Operación roma o el Reinado de Netflix, por Fernando Rodríguez
El asunto de Roma, el filme de Cuarón, está extrañamente traspasando límites inéditos en cuanto a promoción directa e indirecta. Premios grandes y chiquitos, críticas y noticias a granel, hiperbólicas interpretaciones sobre su carácter iluminador del ser mexicano, polémica sobre su subtitulación en castellano peninsular, portada de Vogue de la estelar criada, vacías y torcidas declaraciones del autor, supuesta polémica planetaria, etc. Por donde uno mira aparece.
Digamos que hay un “plus” en el tema que suena a macro promoción del gigante Netflix que mucho nos dará que hablar en los venideros tiempos, tal es su poder y sus alcances. Lo cual nunca es saludable para ya la muy maltrecha salud del cine mundial, infantilizado y adocenado.
Realmente, lo escribí, Roma es una muy meritoria película. Una estelar fotografía. Una reconstrucción de época estupenda. Una sintaxis narrativa muy peculiar. Una agridulce y fascinante visita a un álbum familiar. Una obra autoral en todo el sentido de la palabra, aquel muy exigente del Cahiers du cinéma de los tiempos de la nouvelle vague. Pero hasta por ahí, también hay más de un exabrupto narrativo (por ejemplo, la irrupción primitiva estilísticamente del abominable y criminal amante en la tienda en que adquieren la cuna para su repudiada criatura, es abominable) o unos tiempos muertos sobrantes. Y sobre todo no hay nada que trascienda, como ha pretendido el autor y algunos delirantes exegetas, la historia de una familia peculiar, hoy incluso y muchísimo más hace medio siglo, en que el trato patrones-criados, es decir el vínculo de clases o racial, sea tan generoso y amoroso y no como se pretende una denuncia de sus crueldades históricas. Por lo tanto toda generalización que, sin duda, le daría mayor trascendencia y agallas conceptuales y estéticas al filme no es verosímil. Es un suspiro nostálgico hermoso, no más. No una obra para el gran panteón del cine.
El operativo publicitario es también curioso. Esta no puede ser una película de grandes públicos. Es excepcionalmente lenta para el ritmo frenético del cine dominante. Es, en esa perspectiva, fastidiosa, ladilla. Lo que se busca es otra cosa por quienes aspiran a reinar en la producción y distribución mundial que ha de venir, que ya prácticamente está aquí, la del demostrar que no todo es masificación y que también absorberán el arte cinematográfico; para muestra Roma, ya tienen el león veneciano y posiblemente tendrán el único Oscar respetable, el de la mejor película extranjera. Y para ello deben asaltar hasta los bastiones menos codiciados de la promoción. Un lujo necesario para consagrar a los nuevos gigantes.

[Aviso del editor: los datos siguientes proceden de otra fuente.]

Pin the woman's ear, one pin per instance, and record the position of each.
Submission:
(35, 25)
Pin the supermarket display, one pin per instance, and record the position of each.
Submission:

Toda hegemonía es repudiable, de aquí esta nota. Y esta es tan temible que aun el omnipoderoso cine norteamericano de hoy se levantan protestas por tratar de dominar a un tiempo la producción y la exhibición y en una escala sin precedentes. Y, de paso, a lo mejor el peligro de que esta vez sí las nobles y centenarias salas de cine, con grandes pantallas y cotufas, terminen derrotadas por la tv, las tabletas y hasta los teléfonos.